Somehow, The Flat Earth Movement Is Just Getting Crazier

A recent conference proved that flat earthers can change their minds. Just in the wrong direction.
Somehow, The Flat Earth Movement Is Just Getting Crazier

Last weekend, about 200 flat earthers gathered on what we assume was the ground floor of a three-star hotel in Birmingham for Britain's first ever Flat Earth Convention (or FLEA Con -- please get that trending). During the conference, these flat-minded people shared their most groundbreaking new theories, showing again that what they lack in traditional fact-checking, they more than make up for with moxie.

(For aesthetic reasons, this article has chosen to omit the words "whoa" and "man" at the start and end of every single sentence, respectively, though it is very much in the spirit of these claims to include them while reading.)

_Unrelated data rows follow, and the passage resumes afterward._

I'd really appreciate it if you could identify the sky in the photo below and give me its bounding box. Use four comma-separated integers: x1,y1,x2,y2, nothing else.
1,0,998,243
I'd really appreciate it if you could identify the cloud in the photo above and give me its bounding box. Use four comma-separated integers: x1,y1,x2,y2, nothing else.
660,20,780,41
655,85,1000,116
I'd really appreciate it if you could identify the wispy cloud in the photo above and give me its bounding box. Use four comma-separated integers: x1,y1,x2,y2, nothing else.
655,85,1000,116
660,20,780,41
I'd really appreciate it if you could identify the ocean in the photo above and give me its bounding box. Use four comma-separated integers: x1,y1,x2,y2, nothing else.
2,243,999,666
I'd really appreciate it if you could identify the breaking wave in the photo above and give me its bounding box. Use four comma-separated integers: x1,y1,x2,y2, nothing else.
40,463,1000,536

Unlike most conventions, this one seemed to be all about what topics don't actually exist. Stuff like gravity, apparently! One speaker confidently claimed that he had disproved planetary motion and a few centuries' worth of science just by tracking the moon in his back garden with a phone app and a camera. According to him, the only reason we all stick to the Earth is natural electromagnetism, furthering the fringe Flat Earth theory that the world is actually a massive fridge door.

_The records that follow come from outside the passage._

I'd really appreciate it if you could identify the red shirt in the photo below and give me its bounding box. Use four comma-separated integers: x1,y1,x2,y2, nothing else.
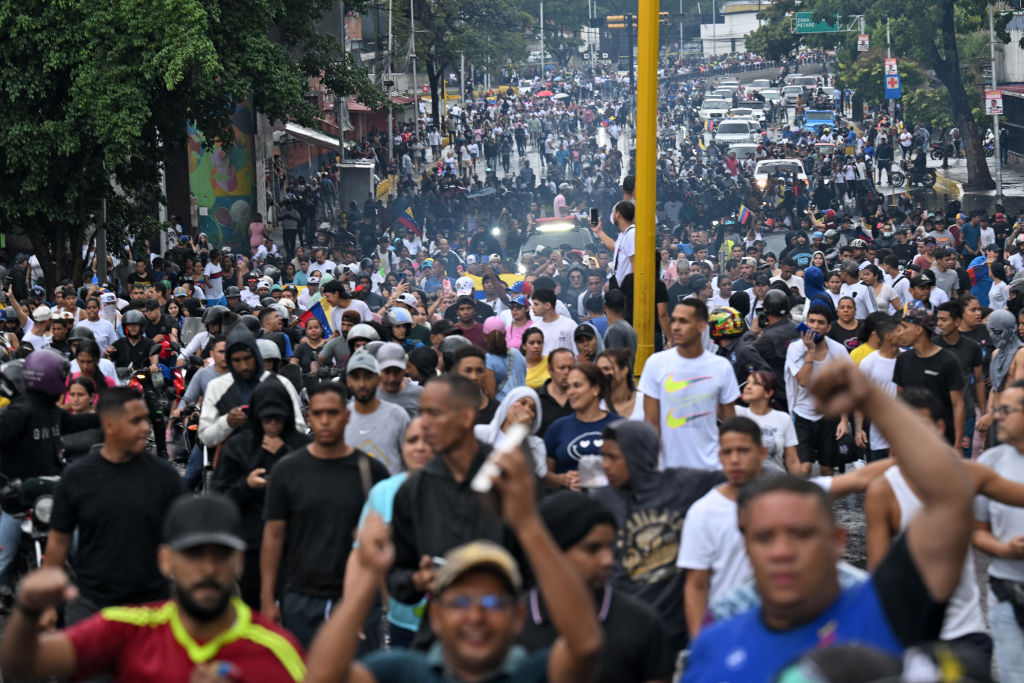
65,598,305,682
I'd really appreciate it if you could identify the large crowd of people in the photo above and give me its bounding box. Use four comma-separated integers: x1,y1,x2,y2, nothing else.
0,49,1021,683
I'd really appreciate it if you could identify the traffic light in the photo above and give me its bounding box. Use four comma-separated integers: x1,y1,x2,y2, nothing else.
606,14,637,29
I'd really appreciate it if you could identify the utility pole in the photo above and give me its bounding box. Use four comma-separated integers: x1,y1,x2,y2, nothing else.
886,18,894,124
634,0,658,375
540,1,545,77
410,0,419,141
712,0,717,57
990,4,1003,197
460,51,465,107
627,13,635,133
679,0,684,56
386,0,394,164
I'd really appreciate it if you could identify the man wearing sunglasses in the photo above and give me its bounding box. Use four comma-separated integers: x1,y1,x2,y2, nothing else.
304,438,602,683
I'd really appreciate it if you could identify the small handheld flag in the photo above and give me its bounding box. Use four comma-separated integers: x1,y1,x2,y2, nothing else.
697,138,707,152
394,206,422,237
299,300,333,336
704,120,714,133
738,205,752,224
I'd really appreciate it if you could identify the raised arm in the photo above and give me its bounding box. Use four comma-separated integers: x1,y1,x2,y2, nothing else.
811,361,973,602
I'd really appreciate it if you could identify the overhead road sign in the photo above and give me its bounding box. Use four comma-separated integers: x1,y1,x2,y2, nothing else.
794,12,839,33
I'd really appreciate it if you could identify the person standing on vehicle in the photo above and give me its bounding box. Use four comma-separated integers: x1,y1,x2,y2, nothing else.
42,387,186,624
0,350,99,594
211,379,311,609
0,495,306,682
261,382,389,648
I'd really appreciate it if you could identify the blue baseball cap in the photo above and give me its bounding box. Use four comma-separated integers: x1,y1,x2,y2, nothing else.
510,294,529,307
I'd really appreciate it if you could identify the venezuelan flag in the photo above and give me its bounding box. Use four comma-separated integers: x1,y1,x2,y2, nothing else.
395,206,422,237
704,119,714,133
738,205,752,224
697,137,707,152
299,299,333,336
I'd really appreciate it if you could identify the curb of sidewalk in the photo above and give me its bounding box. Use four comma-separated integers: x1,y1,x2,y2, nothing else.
934,169,963,198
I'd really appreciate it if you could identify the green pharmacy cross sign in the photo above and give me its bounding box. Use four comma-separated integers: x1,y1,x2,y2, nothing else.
794,12,839,33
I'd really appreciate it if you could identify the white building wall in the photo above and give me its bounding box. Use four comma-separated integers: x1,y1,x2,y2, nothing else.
700,4,763,57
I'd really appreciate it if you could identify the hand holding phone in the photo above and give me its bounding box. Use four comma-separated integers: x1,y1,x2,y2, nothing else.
589,207,600,227
796,322,823,346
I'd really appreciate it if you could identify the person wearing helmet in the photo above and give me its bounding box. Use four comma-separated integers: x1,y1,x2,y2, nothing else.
385,307,422,351
709,306,771,387
199,326,305,450
0,349,99,592
256,338,283,374
107,307,157,371
181,304,231,362
753,288,799,405
346,323,380,355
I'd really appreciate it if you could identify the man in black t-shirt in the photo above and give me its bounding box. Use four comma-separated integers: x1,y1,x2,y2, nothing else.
934,301,986,456
142,298,178,342
261,382,388,648
106,309,156,370
44,387,186,624
518,492,675,683
893,307,965,447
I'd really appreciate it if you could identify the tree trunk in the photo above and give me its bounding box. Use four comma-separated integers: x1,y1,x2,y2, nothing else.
934,0,994,190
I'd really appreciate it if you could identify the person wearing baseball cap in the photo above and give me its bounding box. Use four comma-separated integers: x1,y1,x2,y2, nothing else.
303,429,602,683
907,272,936,314
375,342,422,417
344,351,410,475
1,492,306,681
894,306,965,446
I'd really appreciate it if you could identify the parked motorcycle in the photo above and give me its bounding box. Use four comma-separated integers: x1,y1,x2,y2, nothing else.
0,474,59,610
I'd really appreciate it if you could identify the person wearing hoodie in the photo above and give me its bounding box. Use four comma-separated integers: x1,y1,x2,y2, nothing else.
473,385,560,487
591,419,723,651
210,379,311,607
198,326,305,449
802,265,835,313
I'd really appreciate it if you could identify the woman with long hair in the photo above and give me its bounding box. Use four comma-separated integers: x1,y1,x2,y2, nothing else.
737,370,799,474
522,327,549,389
482,317,526,402
294,317,327,377
64,376,97,414
860,264,900,314
596,347,644,420
66,340,116,405
543,362,620,488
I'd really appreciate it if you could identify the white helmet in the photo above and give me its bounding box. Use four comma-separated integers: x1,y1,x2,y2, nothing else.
256,339,282,361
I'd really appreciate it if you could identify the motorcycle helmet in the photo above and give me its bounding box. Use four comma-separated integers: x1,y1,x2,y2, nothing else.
201,305,231,325
263,266,281,282
762,289,790,317
849,238,868,248
22,349,70,397
0,359,25,399
122,309,146,327
67,326,95,343
256,339,282,361
225,286,241,298
386,307,413,326
347,323,380,343
238,315,260,334
150,340,180,364
709,307,746,339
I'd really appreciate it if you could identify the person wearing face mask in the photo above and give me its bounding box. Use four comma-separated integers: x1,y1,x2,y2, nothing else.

If you're wondering which parts of this article are the jokes, the answer is: Yes.

What else doesn't exist? Australia. That's right, readers from Australia -- or should we say, paid actors -- your country is simply a clever cover-up for a mass criminal genocide in Victorian Britain. And all those sheeple who think they spent their year after college there, they've been duped. Pilots just fly around in circles for a couple of hours and then take you to South America, landing on a set with actors pretending it's a fictional Oceania continent. Or as we like to call it, doing a reverse Peter Jackson.

In fact, current flat earthers are so set on disproving their entire reality that they even turn on their own traditional theories. Gone are the old, silly days of believing such nonsense like the Earth resting on the back of a giant turtle. The new "plausible" model is that our diamond-shaped world is simply firmly affixed to a set of pillars. Space pillars. Much more sensible.

The pillars themselves are still on turtles, obviously.

Even the old fear of being able to fall off this flat Earth of ours have now been roundly debunked through a simple yet revolutionary bit of nonsense called the "Pac-Man effect." See, you can't fall off the edges of the Earth because spacetime instead warps you back to the other side, like Pac-Man hitting an open end of the maze. And if they think Pac-Man proves anything, their minds are going blown when they discover parallax scrolling in a couple of years.

But if the conference proved one thing (which is one thing more than most of these manage), it's that the Flat Earth movement won't be going away any time soon. Organizers rightly pointed to their movement getting more popular with each day, citing "mistrust of governments" as one of the main reasons their super mega dumb beliefs now span all of the Earth's very sharp corners. And if hating governments is really what draws people to them, we look forward to half the world's population attending the Flat Earth convention in 2020 to discuss the possibility of the Earth resting on the back of Donkey Kong.